A presença de um estilo descritivo-estrutural revela influências da fenomenologia -sobretudo nos seus ensaios descritivos de antropologia filosófica aparecem questões centrais de "Ser e Tempo". A tradição anglo-saxônica dificilmente aceita sem crítica seus estudos de filosofia analítica. Reconheço exatamente aquilo que a ela causa arrepios: uma visão de totalidade que pretende responder a questões centrais do problema do conhecimento e explorar as bases da moral, por meio da análise da linguagem e da dimensão de profundidade que torna único o lugar do ser humano no mundo dos seres vivos. Não sei se é meu difuso contato com a tradição analítica anglo-saxônica que me revelou ângulos novos de meus velhos conhecidos da fenomenologia e que representam uma pequena legião. Devo, no entanto, confessar que progressivamente fui percebendo que a hermenêutica sem a analítica pode ser cega, mas disso também se segue, para mim, que a analítica sem a fenomenologia hermenêutica ameaça ser vazia.
Ou melhor, a analítica deve, nas minhas inquietações, enfrentar-se com um velho trauma que percorre a filosofia até hoje, desde a modernidade, e que consiste na ameaça de um dualismo, na teoria da subjetividade, e que ainda é típica herança metafísica. Uma vez estabelecida a ruptura entre entendimento e sensibilidade, entre predicação e percepção, entre as palavras e as coisas entre consciência e mundo, como encontrar uma unidade para o conhecimento? Nisso permaneço fiel a uma marca que me vem de Heidegger.

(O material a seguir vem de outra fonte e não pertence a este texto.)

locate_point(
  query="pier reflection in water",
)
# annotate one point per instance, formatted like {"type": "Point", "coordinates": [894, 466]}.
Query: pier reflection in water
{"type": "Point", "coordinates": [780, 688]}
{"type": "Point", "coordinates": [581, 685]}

É um escândalo estarmos ainda à procura de uma ponte entre a consciência e o mundo, pois desde sempre, enquanto somos ser-no-mundo, nos é dada uma unidade na pré-compreensão do ser e de nosso modo de ser. É essa pré-compreensão que acompanha, como dimensão antecipadora, toda a discussão de sentido e significado, toda a relação entre filosofia e conhecimento empírico. Nesse ponto, Heidegger nos deu uma lição insuprimível: toda a teoria do conhecimento deve ser acompanhada de uma analítica existencial como espaço para uma ontologia fundamental. Tugendhat, entretanto, me ensinou que as intuições de Heidegger devem ser levadas à clareza pela analítica da linguagem.


Ernildo Stein é professor de filosofia na Pontifícia Universidade Católica (PUC-RS) e autor de "Compreensão e Finitude".